Desmontamos en la playa, entre las cabañas y la barca de pesca. El centurión se dirigía hacia nosotros. Yo me acerqué a Tirón.
– ¿Qué piensas hacer con él?
– ¿Tú qué crees?
– ¿No queda más remedio?
– Hemos hecho un trato, Gordiano. Tú me introducías en la tienda de César y yo te introducía en Brindisi. ¿Quieres venir o no? Esto es la guerra, amigo. ¿Creías que no iba a haber derramamiento de sangre? Alégrate de que por lo menos no sea la tuya.
– Es un asesinato, Tirón. Como también lo fue la muerte de aquel pobre carretero.
– Asesinato es un término jurídico, Gordiano. No se aplica a los esclavos y carece de sentido en un campo de batalla.

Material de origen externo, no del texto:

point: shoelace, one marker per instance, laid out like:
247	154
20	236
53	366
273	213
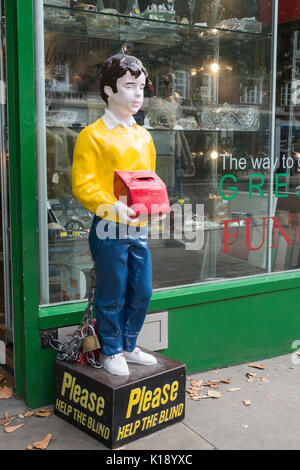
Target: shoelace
121	354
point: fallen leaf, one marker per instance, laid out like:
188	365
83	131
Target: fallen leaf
263	379
196	383
225	381
249	377
213	394
43	413
43	444
13	428
6	392
257	366
247	402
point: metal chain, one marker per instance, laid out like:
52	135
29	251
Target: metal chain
69	350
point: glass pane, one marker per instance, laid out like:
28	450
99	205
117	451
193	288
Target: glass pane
286	242
209	113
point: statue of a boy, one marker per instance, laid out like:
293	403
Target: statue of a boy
124	267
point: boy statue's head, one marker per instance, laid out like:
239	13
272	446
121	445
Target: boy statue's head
122	83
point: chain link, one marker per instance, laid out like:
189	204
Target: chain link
69	350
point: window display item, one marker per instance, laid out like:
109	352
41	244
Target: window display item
103	25
58	3
85	7
144	190
123	262
218	208
57	13
230	118
247	25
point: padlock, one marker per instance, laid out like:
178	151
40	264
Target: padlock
90	342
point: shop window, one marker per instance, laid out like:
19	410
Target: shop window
209	113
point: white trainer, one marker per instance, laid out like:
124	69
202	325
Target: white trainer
115	364
139	357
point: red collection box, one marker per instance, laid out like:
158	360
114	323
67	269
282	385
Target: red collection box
146	193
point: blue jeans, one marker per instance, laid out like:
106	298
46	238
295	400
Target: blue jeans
123	284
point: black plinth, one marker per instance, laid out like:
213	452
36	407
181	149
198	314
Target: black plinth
117	410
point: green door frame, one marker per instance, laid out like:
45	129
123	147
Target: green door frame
229	310
23	193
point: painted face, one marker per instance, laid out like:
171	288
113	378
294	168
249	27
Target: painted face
130	95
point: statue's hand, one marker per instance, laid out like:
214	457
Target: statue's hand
125	213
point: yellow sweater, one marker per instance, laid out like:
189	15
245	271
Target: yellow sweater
98	153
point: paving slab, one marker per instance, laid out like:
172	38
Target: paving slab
270	422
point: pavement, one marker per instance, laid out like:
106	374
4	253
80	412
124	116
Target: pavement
253	412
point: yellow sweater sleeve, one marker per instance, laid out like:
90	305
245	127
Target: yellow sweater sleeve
86	163
153	155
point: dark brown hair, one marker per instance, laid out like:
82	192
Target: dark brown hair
116	67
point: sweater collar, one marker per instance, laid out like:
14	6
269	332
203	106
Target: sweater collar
112	122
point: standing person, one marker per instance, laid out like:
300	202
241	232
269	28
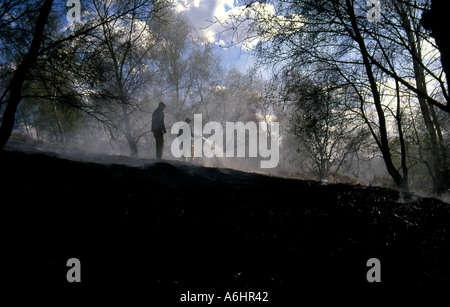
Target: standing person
188	151
158	129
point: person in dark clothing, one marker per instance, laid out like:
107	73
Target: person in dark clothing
158	128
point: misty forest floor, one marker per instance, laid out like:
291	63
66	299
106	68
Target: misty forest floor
169	227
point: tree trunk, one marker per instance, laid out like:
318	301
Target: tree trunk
18	79
439	166
383	143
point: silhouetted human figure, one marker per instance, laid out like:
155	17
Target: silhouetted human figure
158	128
180	132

– Podríamos darle un golpe, dejarlo inconsciente y arrastrarlo a una cabaña…
Tirón hizo una mueca.
– Se te ablandó el cerebro cuando leíste aquellas novelas griegas en el refugio de la montaña, durante la tormenta. ¡Huidas por los pelos y finales felices! El mundo real es éste, Gordiano. Sólo hay una manera segura de librarse de ese individuo. Fórtex la pondrá en práctica. Para eso ha sido entrenado. Ahora sonríe; tenemos compañía.

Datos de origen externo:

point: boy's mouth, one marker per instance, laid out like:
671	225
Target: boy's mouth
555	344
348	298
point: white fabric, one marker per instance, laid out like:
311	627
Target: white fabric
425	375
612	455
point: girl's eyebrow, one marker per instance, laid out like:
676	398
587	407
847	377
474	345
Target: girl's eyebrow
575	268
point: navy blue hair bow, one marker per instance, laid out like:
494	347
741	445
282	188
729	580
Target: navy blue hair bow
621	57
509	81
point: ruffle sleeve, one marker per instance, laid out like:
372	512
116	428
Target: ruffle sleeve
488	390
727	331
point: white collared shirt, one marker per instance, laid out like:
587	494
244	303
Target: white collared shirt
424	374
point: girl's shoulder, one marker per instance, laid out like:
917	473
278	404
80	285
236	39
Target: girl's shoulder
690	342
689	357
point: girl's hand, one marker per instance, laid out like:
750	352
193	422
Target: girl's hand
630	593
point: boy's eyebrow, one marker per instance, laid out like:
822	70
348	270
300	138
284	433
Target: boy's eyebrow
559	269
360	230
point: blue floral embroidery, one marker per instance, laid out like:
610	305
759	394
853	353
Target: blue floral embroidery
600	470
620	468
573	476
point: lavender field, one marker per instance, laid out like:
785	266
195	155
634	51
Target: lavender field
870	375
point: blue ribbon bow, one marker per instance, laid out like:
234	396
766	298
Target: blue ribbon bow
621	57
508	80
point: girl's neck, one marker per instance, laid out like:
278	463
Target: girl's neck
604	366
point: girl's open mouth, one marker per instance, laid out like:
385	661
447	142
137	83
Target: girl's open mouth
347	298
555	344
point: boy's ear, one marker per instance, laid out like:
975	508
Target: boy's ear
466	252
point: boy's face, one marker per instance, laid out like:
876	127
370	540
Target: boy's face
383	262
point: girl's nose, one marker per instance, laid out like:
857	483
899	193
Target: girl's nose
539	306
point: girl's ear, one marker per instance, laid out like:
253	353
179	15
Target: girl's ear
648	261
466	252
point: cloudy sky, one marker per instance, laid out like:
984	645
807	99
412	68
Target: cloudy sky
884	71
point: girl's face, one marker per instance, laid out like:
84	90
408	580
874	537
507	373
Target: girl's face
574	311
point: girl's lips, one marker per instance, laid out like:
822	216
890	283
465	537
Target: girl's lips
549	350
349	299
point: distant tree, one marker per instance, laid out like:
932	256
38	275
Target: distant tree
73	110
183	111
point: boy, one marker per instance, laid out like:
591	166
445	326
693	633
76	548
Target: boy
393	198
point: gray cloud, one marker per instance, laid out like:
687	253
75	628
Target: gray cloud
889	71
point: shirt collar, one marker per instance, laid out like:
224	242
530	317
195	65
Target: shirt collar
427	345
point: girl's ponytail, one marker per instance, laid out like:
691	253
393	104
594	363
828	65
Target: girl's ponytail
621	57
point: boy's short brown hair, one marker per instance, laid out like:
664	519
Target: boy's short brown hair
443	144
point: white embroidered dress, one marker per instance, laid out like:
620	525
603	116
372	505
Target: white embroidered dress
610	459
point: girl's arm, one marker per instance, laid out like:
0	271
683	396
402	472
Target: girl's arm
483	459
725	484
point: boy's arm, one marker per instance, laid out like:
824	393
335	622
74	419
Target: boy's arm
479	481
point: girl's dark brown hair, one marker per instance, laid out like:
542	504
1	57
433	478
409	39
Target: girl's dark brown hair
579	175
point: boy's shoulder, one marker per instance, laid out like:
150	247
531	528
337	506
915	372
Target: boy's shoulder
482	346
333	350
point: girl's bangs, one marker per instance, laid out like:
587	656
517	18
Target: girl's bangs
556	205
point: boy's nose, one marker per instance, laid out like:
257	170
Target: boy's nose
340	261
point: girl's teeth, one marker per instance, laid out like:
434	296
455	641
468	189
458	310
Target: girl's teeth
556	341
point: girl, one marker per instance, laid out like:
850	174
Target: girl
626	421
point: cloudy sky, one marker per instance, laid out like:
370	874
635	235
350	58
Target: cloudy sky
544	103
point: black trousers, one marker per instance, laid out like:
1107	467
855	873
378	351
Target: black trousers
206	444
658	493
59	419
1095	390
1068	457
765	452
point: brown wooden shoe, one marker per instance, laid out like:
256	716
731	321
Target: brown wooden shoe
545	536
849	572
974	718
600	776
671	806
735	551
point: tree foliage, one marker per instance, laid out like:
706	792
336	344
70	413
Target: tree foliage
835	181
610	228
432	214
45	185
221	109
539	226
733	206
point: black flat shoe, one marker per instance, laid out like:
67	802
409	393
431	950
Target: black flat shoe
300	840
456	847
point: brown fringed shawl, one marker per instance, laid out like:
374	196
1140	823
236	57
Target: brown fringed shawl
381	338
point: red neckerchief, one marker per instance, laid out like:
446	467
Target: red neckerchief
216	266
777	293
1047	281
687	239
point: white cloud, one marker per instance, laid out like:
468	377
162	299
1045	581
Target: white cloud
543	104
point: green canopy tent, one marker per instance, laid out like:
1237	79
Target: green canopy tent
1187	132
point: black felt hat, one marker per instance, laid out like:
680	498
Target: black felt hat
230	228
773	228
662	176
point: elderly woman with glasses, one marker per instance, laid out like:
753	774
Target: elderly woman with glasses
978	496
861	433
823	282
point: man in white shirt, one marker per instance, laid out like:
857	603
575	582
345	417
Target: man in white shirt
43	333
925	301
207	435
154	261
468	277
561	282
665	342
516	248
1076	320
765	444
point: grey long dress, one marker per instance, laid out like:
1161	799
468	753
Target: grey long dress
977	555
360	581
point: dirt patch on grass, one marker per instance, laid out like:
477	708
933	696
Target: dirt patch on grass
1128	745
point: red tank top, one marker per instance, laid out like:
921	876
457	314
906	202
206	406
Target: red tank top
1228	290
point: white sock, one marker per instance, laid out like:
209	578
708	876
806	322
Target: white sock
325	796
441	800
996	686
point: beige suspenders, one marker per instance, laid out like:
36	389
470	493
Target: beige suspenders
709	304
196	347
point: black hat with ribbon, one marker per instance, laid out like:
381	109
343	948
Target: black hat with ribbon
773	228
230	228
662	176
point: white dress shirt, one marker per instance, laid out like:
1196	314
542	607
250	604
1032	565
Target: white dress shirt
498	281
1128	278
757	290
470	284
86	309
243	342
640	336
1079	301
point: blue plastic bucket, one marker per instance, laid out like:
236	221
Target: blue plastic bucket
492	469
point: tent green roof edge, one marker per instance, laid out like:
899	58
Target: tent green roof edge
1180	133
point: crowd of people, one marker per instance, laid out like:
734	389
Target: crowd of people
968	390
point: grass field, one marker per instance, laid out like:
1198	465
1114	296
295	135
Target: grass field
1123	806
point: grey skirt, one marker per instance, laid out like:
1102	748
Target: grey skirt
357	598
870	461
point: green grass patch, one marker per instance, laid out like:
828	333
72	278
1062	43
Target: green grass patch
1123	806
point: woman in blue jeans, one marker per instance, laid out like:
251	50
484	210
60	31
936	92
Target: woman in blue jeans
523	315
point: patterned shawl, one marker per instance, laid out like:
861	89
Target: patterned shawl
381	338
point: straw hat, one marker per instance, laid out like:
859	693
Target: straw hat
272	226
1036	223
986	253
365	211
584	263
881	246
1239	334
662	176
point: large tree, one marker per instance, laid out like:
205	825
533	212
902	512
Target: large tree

El centurión llegó a nuestra altura. Desmontó y se acercó. Andaba con brío; la corta y brusca cabalgada lo había estimulado. Su sonrisa era ligeramente desdeñosa, pero no hostil. Después de todo, yo sólo era un civil ignorante, una oveja que necesitaba orientación, no un lobo. Se dirigió a mí, sin hacer caso de los otros.
– No se permite a los civiles acercarse a la costa. Levanté el disco de cobre.
– Pero César en persona me dio este…
– El general ha dado órdenes muy precisas sobre la costa. Sin excepciones. -Alzó la voz, tal vez pensando que quizá yo era un poco sordo.
– Yo… sólo quería echar un vistazo a esas pintorescas cabañas de pescadores.
El centurión cabeceó ligeramente y esbozó una sonrisa. Yo no era más que un viejo al que había que perdonar, pero sólo hasta cierto punto. No se fijó en Fórtex, que estaba situándose tras él.
El corazón me resonaba en los oídos. Dentro de unos segundos estaría hecho. El joven centurión, sonrojado y sonriera do con aire de suficiencia, sería atacado por detrás. Fórtex le rebanaría el cuello… un destello del acero, un chorro de sangre. Sus ojos se abrirían de sorpresa y quedarían ciegos a continuación. Un hombre vivo se convertiría en cadáver en mi presencia.
Detrás del centurión sólo veía a Fórtex parcialmente, pero por sus movimientos supe que estaba desenvainando furtivamente la daga. Tirón estaba a un lado, haciéndose pasar por el esclavo obediente y discreto, conteniendo la respiración.